Singamas’s net income increased from a loss of about $110 million USD in 2019,
to profits of about $4.6 million in 2020 and about $186.8 million in 2021.
The superseding
indictment charges the defendants with a conspiracy in restraint of trade in
violation of Section 1 of the Sherman Antitrust Act (15 U.S.C. § 1). A
violation of the Sherman Act carries a maximum penalty of 10 years in prison
and a $1 million criminal fine for individuals, and a maximum penalty of a $100
million fine for corporations. The fines may be increased to twice the gain
derived from the crime or twice the loss suffered by the victims of the crime
if either amount is greater than the statutory maximum fine. A federal district
court judge will determine any sentence after considering the U.S. Sentencing
Guidelines and other statutory factors.
Matthew Chou,
Daniel Twomey, Albert Sambat, and Christopher J. Carlberg of the Antitrust
Division’s San Francisco Office are prosecuting the case, with assistance from
the U.S. Attorney’s Office for the Northern District of California and the
Antitrust Division’s International Section. The Federal Bureau of
Investigation, the U.S. Postal Service Office of Inspector General, and U.S.

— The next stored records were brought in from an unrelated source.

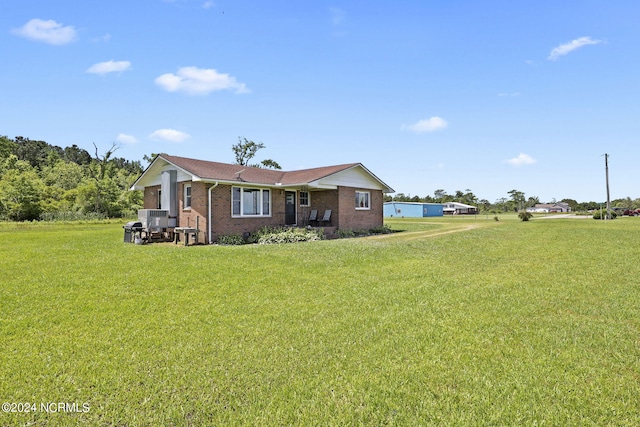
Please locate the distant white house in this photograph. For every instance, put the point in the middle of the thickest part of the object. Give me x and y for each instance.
(455, 208)
(550, 207)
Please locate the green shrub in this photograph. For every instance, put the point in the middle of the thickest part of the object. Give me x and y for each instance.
(270, 235)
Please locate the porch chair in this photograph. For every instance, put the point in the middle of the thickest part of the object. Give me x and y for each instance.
(326, 217)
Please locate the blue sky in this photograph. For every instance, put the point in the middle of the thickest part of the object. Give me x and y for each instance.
(489, 96)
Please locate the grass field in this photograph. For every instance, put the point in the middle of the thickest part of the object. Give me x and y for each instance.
(453, 321)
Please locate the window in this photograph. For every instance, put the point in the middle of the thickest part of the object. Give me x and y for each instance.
(362, 200)
(304, 198)
(187, 197)
(250, 202)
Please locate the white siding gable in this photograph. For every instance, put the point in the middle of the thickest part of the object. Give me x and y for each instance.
(353, 177)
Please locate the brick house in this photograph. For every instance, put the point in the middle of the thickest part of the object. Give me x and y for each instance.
(225, 199)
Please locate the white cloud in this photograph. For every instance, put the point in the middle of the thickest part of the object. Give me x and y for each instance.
(521, 159)
(49, 32)
(126, 139)
(169, 135)
(427, 125)
(566, 48)
(199, 81)
(103, 68)
(104, 38)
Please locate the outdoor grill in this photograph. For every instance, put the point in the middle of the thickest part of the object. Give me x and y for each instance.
(130, 230)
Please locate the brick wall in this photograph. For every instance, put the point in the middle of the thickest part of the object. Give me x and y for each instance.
(150, 200)
(321, 201)
(341, 202)
(224, 224)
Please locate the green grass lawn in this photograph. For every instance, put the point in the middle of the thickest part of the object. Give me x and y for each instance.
(453, 321)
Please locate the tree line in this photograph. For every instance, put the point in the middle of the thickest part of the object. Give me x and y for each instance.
(42, 181)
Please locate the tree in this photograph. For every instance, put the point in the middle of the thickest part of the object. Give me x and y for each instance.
(20, 193)
(532, 201)
(7, 147)
(77, 155)
(245, 150)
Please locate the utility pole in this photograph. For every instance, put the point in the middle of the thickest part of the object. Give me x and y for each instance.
(606, 169)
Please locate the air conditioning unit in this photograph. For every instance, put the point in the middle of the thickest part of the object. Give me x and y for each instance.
(153, 218)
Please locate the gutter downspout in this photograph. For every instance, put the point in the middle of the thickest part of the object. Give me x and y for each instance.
(210, 215)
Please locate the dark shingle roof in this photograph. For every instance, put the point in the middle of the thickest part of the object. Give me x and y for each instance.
(207, 170)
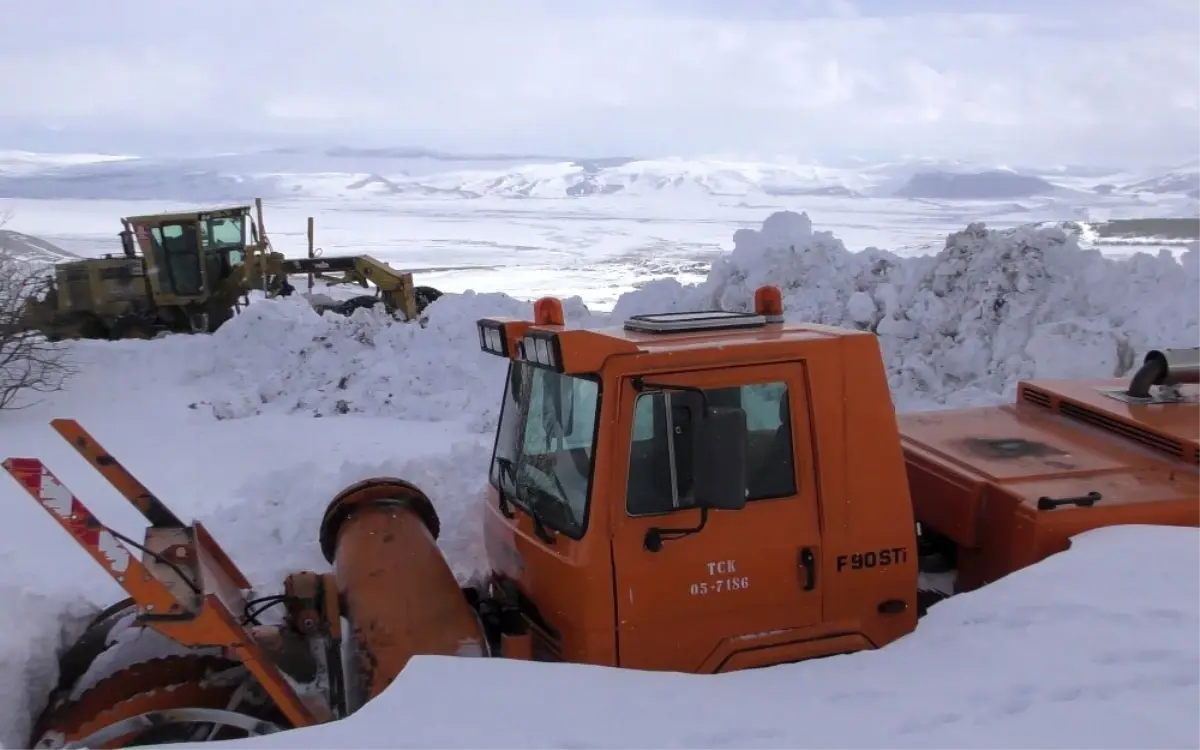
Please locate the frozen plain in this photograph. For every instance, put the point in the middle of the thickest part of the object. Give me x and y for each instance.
(1084, 651)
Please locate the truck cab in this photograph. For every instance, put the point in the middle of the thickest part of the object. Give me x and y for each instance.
(659, 489)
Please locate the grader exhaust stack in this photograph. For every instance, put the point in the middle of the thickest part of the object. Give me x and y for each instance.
(216, 670)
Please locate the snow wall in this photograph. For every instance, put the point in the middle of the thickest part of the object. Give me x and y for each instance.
(960, 327)
(957, 328)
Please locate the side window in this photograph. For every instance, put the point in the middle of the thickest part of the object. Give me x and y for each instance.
(661, 445)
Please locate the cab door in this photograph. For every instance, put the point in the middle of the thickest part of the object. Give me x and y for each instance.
(177, 246)
(700, 599)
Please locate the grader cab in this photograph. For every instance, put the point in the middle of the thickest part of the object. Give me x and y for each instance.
(192, 271)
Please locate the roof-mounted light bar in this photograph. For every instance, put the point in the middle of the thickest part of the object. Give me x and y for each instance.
(768, 303)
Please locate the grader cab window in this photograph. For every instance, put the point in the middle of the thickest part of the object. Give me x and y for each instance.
(543, 457)
(660, 462)
(178, 250)
(227, 235)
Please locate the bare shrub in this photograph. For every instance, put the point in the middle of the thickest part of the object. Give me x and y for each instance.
(29, 363)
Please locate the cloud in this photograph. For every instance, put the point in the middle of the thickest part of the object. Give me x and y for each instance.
(1013, 79)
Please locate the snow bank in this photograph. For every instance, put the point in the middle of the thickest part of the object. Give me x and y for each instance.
(960, 327)
(273, 531)
(963, 325)
(1084, 651)
(955, 328)
(283, 357)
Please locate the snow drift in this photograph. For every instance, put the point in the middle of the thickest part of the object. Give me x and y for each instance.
(1084, 651)
(955, 328)
(420, 401)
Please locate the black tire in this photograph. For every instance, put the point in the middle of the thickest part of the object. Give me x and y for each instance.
(78, 325)
(425, 297)
(351, 305)
(132, 327)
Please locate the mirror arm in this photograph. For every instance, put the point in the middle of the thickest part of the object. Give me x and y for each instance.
(655, 535)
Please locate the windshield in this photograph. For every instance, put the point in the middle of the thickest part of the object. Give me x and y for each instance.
(225, 232)
(543, 457)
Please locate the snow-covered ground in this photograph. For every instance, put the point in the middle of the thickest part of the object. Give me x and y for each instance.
(595, 228)
(252, 430)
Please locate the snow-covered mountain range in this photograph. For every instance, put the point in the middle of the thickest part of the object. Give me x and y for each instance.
(348, 172)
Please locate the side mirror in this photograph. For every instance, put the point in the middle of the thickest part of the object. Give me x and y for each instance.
(719, 467)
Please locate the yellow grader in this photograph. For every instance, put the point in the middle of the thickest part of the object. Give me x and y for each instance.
(691, 492)
(192, 271)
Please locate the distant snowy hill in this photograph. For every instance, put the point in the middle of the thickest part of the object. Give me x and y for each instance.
(990, 185)
(348, 172)
(31, 249)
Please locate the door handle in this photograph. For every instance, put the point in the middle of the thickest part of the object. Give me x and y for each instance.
(809, 565)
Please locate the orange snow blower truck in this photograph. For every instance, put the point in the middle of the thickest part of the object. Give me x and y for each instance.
(697, 492)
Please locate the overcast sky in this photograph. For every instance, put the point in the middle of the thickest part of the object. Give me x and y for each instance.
(1101, 81)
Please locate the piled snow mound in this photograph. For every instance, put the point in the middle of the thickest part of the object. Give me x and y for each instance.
(957, 328)
(990, 309)
(45, 625)
(282, 355)
(1083, 651)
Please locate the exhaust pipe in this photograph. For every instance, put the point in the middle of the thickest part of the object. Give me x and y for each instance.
(1165, 367)
(397, 591)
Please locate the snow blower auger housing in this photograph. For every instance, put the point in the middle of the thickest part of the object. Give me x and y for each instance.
(730, 471)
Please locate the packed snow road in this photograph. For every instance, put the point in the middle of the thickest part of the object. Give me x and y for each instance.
(1085, 648)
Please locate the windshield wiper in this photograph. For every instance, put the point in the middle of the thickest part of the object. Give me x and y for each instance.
(509, 468)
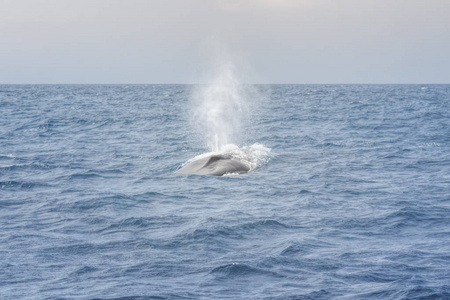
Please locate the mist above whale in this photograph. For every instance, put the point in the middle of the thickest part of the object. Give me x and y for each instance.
(219, 110)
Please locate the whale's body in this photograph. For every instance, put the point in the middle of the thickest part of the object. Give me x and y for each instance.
(216, 165)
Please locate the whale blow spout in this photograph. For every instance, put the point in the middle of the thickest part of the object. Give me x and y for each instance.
(216, 165)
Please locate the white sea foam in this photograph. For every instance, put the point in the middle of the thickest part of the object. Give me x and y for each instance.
(221, 112)
(253, 156)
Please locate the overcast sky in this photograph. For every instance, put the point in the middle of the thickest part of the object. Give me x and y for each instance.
(275, 41)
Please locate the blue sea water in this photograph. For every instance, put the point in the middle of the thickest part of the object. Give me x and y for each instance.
(353, 201)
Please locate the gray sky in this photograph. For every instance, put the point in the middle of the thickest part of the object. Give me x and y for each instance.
(275, 41)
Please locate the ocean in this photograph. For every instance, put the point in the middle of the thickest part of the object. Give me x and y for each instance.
(348, 196)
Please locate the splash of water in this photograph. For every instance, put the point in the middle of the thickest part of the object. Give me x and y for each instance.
(220, 108)
(220, 111)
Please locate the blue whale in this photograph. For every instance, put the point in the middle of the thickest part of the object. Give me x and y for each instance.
(216, 165)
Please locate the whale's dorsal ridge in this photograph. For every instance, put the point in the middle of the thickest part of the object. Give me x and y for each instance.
(215, 158)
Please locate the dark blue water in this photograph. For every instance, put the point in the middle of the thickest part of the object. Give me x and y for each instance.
(354, 202)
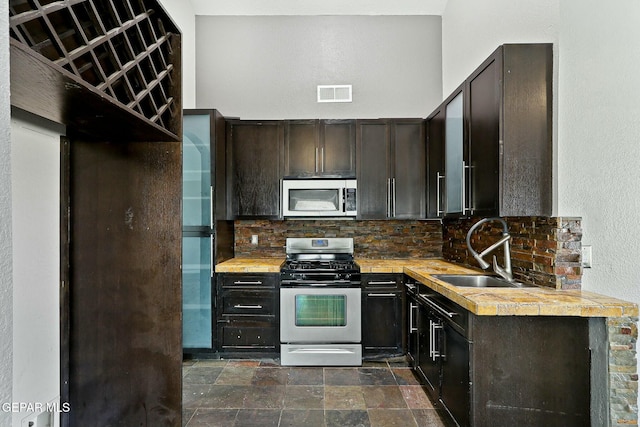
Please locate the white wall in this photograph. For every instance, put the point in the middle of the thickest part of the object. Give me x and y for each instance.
(268, 67)
(35, 163)
(183, 16)
(6, 283)
(471, 31)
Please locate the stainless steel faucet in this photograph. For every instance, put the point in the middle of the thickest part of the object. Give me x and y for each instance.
(504, 272)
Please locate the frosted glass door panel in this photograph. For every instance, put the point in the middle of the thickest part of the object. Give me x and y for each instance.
(196, 173)
(454, 168)
(196, 292)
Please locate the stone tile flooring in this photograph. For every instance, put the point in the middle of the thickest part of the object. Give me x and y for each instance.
(261, 393)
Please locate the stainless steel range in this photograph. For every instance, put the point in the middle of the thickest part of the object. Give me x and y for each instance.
(320, 304)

General Services Administration Office of Inspector General investigated the
case. The Justice Department’s Office of International Affairs and French
authorities provided significant assistance in securing the arrest of Vick Ma.
Anyone with
information in connection with this investigation, or other antitrust and
competition crimes, should contact the Antitrust Division’s Complaint Center by
visiting www.justice.gov/atr/report-violations. Whistleblowers
who voluntarily report original information about antitrust and related
offenses that result in criminal fines or other recoveries of at least $1
million may be eligible to receive a whistleblower reward. Whistleblower awards
can range from 15 to 30 percent of the money collected. For more information on
the Antitrust Whistleblower Rewards Program, including a link to submit
reports, visit www.justice.gov/atr/whistleblower-rewards.
An indictment is merely an allegation. All defendants are presumed innocent until proven guilty beyond a reasonable doubt in a court of law.